In the tragic case of a loved one passing away, it’s possible the death was so sudden that the person in question did not have a will. You may be interested, also, in selling the estate they left behind; but you can’t do anything with the property until you are the executor. Without a will, it can be difficult to determine who gets what. Here are the four steps for becoming the executor of a will, so you can get to selling that estate in probate.
Step 1: File documents with the clerk of the court.
In the county where the deceased lived, you should file the appropriate documents with the clerk of the court to start your process. Generally, you need a death certificate, names and addresses of possible heirs, and an estimated value of the estate. With this in mind, you’ll probably also have to pay a fee in order to file these documents.
Step 2: Ensure that you are the only executor candidate.

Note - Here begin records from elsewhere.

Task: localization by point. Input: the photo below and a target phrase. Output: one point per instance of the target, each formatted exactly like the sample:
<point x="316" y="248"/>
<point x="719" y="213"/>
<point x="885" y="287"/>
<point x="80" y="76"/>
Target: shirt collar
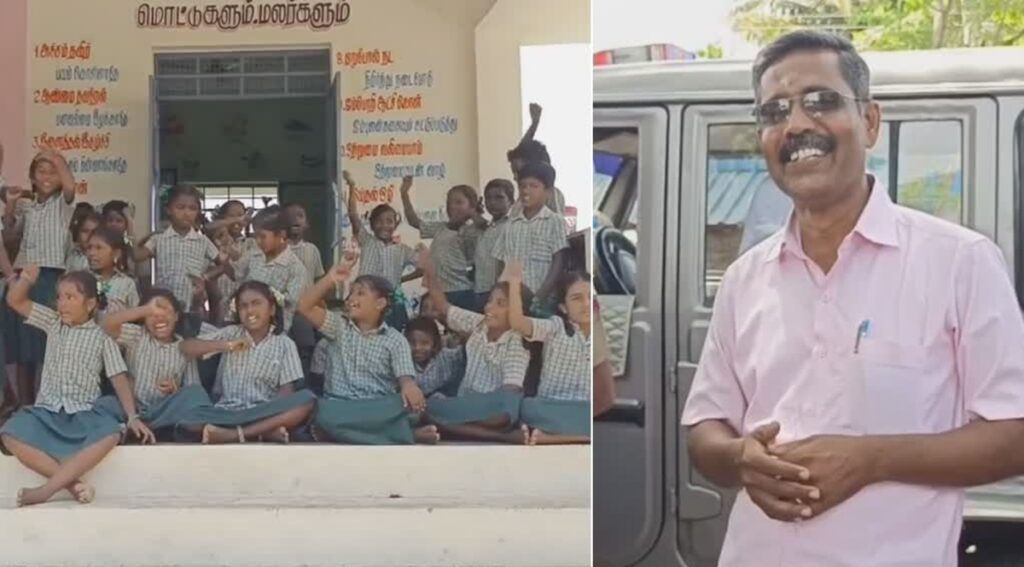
<point x="193" y="233"/>
<point x="876" y="224"/>
<point x="379" y="330"/>
<point x="545" y="212"/>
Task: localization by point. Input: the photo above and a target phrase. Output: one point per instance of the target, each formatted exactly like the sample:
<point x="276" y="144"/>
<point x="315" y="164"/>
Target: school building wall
<point x="380" y="39"/>
<point x="510" y="25"/>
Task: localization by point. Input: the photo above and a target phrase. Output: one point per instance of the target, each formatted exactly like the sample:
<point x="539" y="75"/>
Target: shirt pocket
<point x="894" y="387"/>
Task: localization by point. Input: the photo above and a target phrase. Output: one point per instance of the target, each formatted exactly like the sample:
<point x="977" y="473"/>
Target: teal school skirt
<point x="557" y="417"/>
<point x="468" y="408"/>
<point x="168" y="411"/>
<point x="224" y="417"/>
<point x="64" y="435"/>
<point x="365" y="422"/>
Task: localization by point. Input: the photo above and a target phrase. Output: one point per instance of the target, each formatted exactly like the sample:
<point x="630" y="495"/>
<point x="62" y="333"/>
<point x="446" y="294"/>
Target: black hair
<point x="154" y="293"/>
<point x="427" y="325"/>
<point x="380" y="210"/>
<point x="853" y="68"/>
<point x="263" y="290"/>
<point x="221" y="211"/>
<point x="78" y="221"/>
<point x="538" y="170"/>
<point x="82" y="209"/>
<point x="271" y="218"/>
<point x="562" y="285"/>
<point x="116" y="242"/>
<point x="86" y="285"/>
<point x="119" y="207"/>
<point x="182" y="189"/>
<point x="32" y="172"/>
<point x="529" y="150"/>
<point x="381" y="287"/>
<point x="467" y="191"/>
<point x="503" y="185"/>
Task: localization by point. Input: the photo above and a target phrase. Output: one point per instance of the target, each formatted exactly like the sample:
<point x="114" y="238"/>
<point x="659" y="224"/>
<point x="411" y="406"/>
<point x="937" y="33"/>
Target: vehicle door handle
<point x="625" y="411"/>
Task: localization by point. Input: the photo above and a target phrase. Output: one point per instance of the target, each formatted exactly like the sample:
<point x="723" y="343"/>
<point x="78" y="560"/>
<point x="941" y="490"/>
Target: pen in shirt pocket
<point x="862" y="331"/>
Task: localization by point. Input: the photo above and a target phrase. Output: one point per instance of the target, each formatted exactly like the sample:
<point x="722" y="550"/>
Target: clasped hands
<point x="795" y="481"/>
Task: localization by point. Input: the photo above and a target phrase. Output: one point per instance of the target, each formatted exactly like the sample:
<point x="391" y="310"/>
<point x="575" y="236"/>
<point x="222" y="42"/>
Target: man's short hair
<point x="529" y="150"/>
<point x="851" y="64"/>
<point x="539" y="170"/>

This is the most difficult part; you must convince heirs that you are the sole candidate for executor. Because a court will select an executor based on a ranking system (spouse, spouse’s child, grandchild, sibling, and so forth) you must have these heirs sign a letter which explicitly states that they do not want to be the executor. If you happen to be the closest heir, simply refuse to sign away your executor rights.
Step 3: Attend a probate hearing.
At the hearing, you need to present your signed letters to the court and state your intentions for being executor. In most cases, if everyone with administrative privilege over you stated their desire to be looked over, you will become executor.
Step 4: Acquire a probate bond.
A probate bond ensures the court that you are responsible for a proper process. When the administrator is in possession of the probate estate, they must apply for this insurance policy to prove that they are willing to financially cover any parties who are negatively affected.